The characters are amusing in their searching transparency, except when they don't plunge into embarrassing exaggerations. This is true of the South Indian engineeering instructor Rao who slurps sambhar in the canteen on the American campus and stumbles sozzled into a girls' hostel.
At times like these, the humour gets too broad to accommodate the train of ideas on cultural disaffection that run through the narration. Salim's (Rizwan Manji) smug selfworth is systemtically dismantled when it comes face to face with the feisty traditionalism of the freespirited Farha. This is the most romantically reverberent track in the film, and one that needed more development than the predictable Kris-Nina liaison that's predictably interrupted by the priggish Ajay who mocks his rival suitor Kris's lack of Indianness by suggesting he watch the collected works of the Hindi-film comedian Johnny Walker.
At such times, Pandya turns the diaspora on its head, ridiculing the patriotic NRI yuppie while exonerating Chris for his sins of cultural omission.
Many moments in this blithe spirited comedy sparkle with inventive ingenuity. The four Indian room mates look like a complete unit, each character complementing the other while remaining true to itself.
Kris and his room mates preparing an Indian meal for Nina to the sound of Mere sapnon ki rani, or Kris, willing to bend backwards (as backward as touching his Indian roots!) to win the charming Nina practising the Dandiya with her, are magical moments. Throughout, the Bhangra disco songs come on with unerring precision igniting the screen into flames of luscious lucidity.

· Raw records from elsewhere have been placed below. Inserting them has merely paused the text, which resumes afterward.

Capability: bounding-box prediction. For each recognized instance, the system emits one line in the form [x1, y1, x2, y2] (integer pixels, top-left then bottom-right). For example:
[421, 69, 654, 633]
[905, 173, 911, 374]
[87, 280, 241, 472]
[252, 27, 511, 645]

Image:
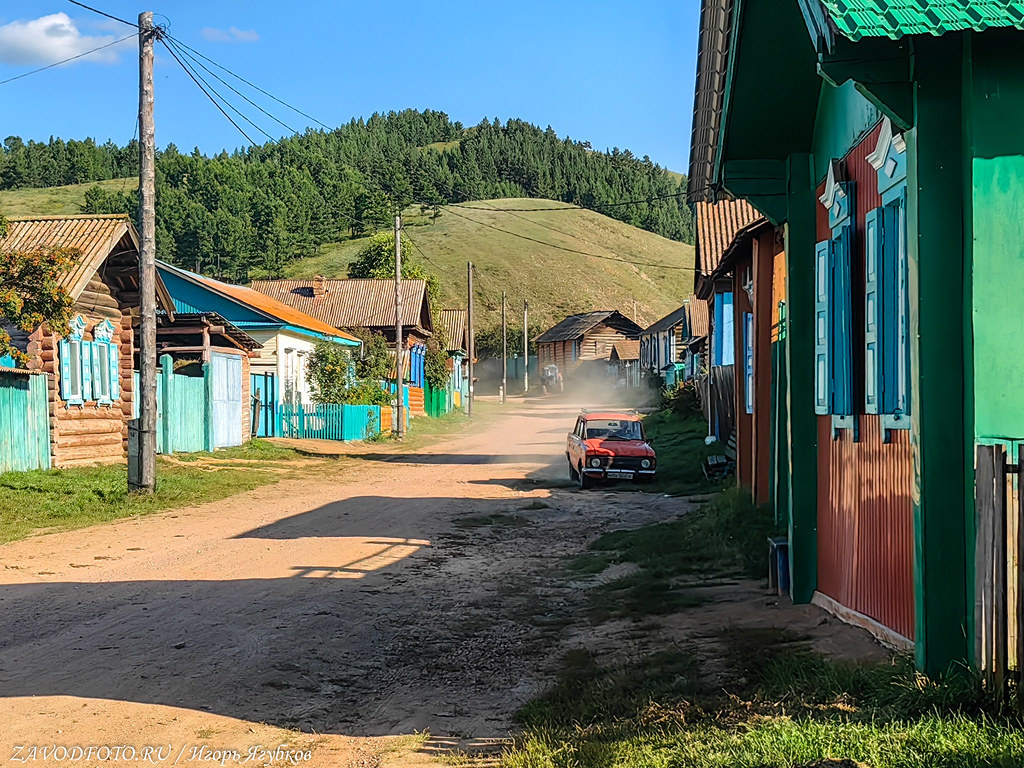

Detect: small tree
[305, 341, 354, 405]
[0, 213, 80, 366]
[353, 330, 392, 381]
[424, 339, 450, 390]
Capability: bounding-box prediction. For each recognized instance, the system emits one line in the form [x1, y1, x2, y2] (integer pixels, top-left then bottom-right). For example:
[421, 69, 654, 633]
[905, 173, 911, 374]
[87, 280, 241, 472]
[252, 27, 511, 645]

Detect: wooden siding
[814, 121, 914, 640]
[27, 272, 138, 468]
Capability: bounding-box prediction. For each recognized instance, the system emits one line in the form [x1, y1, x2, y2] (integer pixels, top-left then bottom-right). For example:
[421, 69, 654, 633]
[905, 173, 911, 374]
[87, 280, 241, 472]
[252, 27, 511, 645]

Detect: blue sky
[0, 2, 699, 173]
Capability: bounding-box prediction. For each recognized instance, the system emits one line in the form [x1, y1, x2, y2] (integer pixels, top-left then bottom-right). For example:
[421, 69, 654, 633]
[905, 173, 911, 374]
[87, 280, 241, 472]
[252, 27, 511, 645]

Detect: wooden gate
[211, 352, 242, 448]
[975, 443, 1024, 706]
[0, 371, 51, 472]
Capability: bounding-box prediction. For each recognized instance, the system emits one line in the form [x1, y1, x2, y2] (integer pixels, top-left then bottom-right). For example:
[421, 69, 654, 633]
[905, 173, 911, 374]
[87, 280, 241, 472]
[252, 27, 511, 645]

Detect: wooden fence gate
[975, 443, 1024, 705]
[0, 371, 51, 472]
[211, 352, 243, 448]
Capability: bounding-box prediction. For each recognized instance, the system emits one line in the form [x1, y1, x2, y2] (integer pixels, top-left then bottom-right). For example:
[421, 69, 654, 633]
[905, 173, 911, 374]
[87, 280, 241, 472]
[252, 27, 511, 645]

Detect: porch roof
[815, 0, 1024, 41]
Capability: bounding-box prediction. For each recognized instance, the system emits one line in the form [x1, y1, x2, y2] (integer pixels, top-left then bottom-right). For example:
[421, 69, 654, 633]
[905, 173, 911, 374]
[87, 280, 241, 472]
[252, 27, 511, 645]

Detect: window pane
[69, 341, 81, 396]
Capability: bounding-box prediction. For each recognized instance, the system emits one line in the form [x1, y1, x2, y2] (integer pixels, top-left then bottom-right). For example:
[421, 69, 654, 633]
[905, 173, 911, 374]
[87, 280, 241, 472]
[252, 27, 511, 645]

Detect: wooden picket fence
[975, 443, 1024, 708]
[276, 403, 382, 442]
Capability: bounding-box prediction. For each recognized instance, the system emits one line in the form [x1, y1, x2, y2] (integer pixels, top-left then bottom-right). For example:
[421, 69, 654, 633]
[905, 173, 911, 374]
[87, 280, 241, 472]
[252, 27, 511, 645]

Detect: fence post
[159, 354, 173, 454]
[202, 361, 215, 452]
[976, 444, 1007, 694]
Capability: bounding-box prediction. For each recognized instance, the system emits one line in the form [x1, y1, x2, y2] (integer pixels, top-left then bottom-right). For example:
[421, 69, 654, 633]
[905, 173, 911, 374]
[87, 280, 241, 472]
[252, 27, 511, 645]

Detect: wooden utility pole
[523, 299, 529, 394]
[394, 214, 405, 438]
[467, 262, 474, 417]
[501, 291, 507, 404]
[131, 10, 157, 493]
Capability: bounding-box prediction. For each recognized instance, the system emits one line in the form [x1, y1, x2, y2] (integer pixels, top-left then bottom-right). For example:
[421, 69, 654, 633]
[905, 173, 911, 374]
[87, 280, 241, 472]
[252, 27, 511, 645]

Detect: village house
[249, 276, 434, 390]
[535, 311, 642, 378]
[689, 0, 1024, 675]
[437, 308, 469, 408]
[0, 215, 175, 468]
[155, 263, 360, 437]
[638, 300, 704, 388]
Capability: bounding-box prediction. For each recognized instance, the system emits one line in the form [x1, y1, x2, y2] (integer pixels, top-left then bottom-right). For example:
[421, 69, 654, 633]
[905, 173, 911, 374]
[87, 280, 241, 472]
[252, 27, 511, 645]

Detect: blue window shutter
[59, 338, 72, 400]
[91, 341, 105, 402]
[864, 208, 882, 414]
[832, 226, 854, 417]
[744, 313, 754, 414]
[895, 188, 910, 418]
[81, 340, 93, 402]
[814, 240, 831, 414]
[109, 342, 121, 400]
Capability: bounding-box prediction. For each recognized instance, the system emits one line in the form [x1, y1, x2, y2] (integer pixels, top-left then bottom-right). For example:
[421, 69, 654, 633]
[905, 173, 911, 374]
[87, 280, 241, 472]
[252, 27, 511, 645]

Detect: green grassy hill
[287, 199, 695, 332]
[0, 179, 133, 219]
[1, 185, 696, 333]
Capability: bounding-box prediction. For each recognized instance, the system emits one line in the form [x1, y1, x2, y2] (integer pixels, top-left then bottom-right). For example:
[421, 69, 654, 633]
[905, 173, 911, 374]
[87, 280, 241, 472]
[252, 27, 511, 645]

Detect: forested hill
[0, 110, 692, 282]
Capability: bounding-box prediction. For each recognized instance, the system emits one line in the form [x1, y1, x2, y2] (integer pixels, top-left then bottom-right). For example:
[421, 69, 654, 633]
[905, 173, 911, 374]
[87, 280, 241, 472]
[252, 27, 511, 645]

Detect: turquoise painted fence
[135, 358, 211, 454]
[0, 372, 51, 472]
[276, 403, 382, 441]
[424, 381, 452, 418]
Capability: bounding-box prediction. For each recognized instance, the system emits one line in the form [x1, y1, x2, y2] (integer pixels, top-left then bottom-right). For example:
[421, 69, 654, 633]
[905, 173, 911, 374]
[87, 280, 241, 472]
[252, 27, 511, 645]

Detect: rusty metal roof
[0, 214, 175, 314]
[249, 278, 433, 336]
[438, 308, 467, 353]
[609, 340, 640, 362]
[686, 295, 710, 339]
[694, 200, 764, 276]
[195, 276, 360, 342]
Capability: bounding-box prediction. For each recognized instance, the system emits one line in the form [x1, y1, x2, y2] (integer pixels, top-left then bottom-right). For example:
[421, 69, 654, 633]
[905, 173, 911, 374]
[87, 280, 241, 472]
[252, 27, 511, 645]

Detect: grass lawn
[0, 440, 309, 544]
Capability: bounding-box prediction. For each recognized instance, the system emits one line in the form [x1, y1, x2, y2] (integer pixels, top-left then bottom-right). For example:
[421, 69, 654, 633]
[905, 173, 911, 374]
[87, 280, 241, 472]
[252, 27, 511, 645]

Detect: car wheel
[578, 464, 594, 490]
[568, 460, 579, 481]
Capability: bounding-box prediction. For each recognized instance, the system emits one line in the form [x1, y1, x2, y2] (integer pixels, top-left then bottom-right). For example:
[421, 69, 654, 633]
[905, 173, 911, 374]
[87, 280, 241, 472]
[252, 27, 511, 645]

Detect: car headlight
[590, 457, 602, 468]
[641, 459, 651, 469]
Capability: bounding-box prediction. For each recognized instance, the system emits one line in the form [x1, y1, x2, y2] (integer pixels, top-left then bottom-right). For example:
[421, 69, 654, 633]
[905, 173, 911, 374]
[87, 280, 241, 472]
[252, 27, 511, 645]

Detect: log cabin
[0, 215, 175, 468]
[535, 311, 642, 378]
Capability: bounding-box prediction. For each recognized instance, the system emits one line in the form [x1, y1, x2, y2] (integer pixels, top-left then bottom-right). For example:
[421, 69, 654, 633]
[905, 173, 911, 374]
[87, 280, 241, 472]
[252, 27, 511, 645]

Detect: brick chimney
[312, 275, 326, 297]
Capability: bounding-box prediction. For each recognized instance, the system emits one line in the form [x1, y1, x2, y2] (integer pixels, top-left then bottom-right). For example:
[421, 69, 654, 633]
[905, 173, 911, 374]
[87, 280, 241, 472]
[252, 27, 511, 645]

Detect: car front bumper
[583, 468, 656, 481]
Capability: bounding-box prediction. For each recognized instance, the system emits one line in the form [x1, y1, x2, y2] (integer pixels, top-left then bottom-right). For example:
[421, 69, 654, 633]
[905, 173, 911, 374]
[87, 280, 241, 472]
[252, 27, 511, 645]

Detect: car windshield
[585, 419, 643, 441]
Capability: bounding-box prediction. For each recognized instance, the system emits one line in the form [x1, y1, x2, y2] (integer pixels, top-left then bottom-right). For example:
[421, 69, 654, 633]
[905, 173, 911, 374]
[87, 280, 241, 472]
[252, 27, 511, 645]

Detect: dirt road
[0, 398, 879, 767]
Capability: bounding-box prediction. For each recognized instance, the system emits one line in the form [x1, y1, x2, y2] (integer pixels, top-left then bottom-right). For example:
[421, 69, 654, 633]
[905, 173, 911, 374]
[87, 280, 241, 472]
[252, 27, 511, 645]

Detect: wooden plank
[976, 445, 997, 677]
[996, 452, 1009, 698]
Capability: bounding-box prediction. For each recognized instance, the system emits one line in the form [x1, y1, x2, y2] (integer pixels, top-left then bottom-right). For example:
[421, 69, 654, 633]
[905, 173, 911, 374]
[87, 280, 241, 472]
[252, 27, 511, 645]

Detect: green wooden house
[688, 0, 1024, 675]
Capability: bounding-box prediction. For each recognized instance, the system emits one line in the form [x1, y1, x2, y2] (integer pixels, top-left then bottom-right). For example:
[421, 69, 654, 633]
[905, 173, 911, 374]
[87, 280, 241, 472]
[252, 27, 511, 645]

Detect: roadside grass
[569, 486, 779, 621]
[169, 438, 301, 462]
[640, 408, 722, 497]
[505, 636, 1023, 768]
[0, 444, 310, 544]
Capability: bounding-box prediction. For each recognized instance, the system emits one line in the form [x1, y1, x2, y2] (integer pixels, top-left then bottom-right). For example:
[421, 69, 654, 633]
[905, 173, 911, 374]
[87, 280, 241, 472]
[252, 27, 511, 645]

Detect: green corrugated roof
[821, 0, 1024, 40]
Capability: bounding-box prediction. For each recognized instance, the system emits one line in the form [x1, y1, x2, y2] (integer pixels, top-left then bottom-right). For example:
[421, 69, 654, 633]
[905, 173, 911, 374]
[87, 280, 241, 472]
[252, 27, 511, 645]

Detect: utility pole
[467, 262, 474, 417]
[523, 299, 529, 394]
[131, 11, 157, 493]
[394, 214, 405, 438]
[501, 291, 507, 404]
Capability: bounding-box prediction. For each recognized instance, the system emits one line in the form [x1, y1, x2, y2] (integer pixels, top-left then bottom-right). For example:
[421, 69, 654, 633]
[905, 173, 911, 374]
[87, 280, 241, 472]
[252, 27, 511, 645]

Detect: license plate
[607, 470, 635, 479]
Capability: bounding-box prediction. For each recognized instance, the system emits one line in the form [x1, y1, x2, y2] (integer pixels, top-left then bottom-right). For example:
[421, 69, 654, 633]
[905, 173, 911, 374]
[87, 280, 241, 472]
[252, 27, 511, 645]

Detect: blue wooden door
[250, 371, 276, 437]
[212, 353, 243, 448]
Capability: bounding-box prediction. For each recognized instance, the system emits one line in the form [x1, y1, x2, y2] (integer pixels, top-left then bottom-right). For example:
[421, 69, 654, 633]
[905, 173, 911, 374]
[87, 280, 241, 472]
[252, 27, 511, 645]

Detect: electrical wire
[66, 0, 139, 29]
[168, 40, 299, 135]
[432, 202, 692, 271]
[448, 190, 688, 213]
[0, 33, 136, 86]
[158, 37, 259, 146]
[165, 33, 332, 131]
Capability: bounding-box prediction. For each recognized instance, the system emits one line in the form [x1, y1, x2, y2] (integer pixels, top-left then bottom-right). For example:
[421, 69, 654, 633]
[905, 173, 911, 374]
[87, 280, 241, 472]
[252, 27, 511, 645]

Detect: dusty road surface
[0, 398, 881, 767]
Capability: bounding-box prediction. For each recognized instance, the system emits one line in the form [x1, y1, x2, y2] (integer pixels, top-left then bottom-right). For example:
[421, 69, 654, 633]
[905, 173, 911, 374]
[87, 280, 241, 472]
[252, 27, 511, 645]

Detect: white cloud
[0, 13, 127, 66]
[200, 26, 259, 43]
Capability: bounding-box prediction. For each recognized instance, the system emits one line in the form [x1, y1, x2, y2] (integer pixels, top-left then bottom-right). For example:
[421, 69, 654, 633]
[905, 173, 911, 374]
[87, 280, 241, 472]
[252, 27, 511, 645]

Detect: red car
[566, 411, 656, 489]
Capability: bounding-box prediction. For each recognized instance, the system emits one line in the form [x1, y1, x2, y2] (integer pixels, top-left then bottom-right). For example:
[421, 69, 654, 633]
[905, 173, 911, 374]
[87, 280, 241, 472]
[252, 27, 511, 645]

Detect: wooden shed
[0, 215, 175, 468]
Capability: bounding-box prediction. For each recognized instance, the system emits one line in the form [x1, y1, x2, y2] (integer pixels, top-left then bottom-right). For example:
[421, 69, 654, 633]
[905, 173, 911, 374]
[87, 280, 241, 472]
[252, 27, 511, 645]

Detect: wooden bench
[702, 430, 737, 481]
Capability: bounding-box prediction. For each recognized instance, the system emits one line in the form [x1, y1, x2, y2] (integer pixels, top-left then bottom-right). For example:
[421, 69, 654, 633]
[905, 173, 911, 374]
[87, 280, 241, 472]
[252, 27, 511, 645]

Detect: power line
[165, 33, 332, 131]
[448, 190, 688, 213]
[158, 37, 259, 146]
[0, 33, 135, 87]
[168, 40, 299, 136]
[66, 0, 138, 29]
[434, 203, 692, 271]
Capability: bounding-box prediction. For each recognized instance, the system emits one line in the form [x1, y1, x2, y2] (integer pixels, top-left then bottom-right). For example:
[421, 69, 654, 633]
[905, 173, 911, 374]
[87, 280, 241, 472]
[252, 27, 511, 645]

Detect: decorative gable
[819, 160, 853, 230]
[866, 116, 907, 197]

More than the surehanded direction Pandya excels as a writer adding syntax, punctuations and footnotes to the main text until the dish puffs up with parodic pride. The performances, though a little too 'American' in surface demeanour, flow with the foamy-for-you intentions of the film.
Deep Katdare as the conflicted Krishna/Kris, Ranobir Singh as the patriarchally persecuted Sardar who wants to be an artiste but is forced into engineering, Rizwan Manji the rigid Muslim who thinks Indian girls in the US are 'loose' in character and the oddball Ajay who is amalgammated rap music into his Indian persona --- these are people who come alive as a giggle-inducing gallery of characters as real as the the last gooey bite into a slice of masala pizza.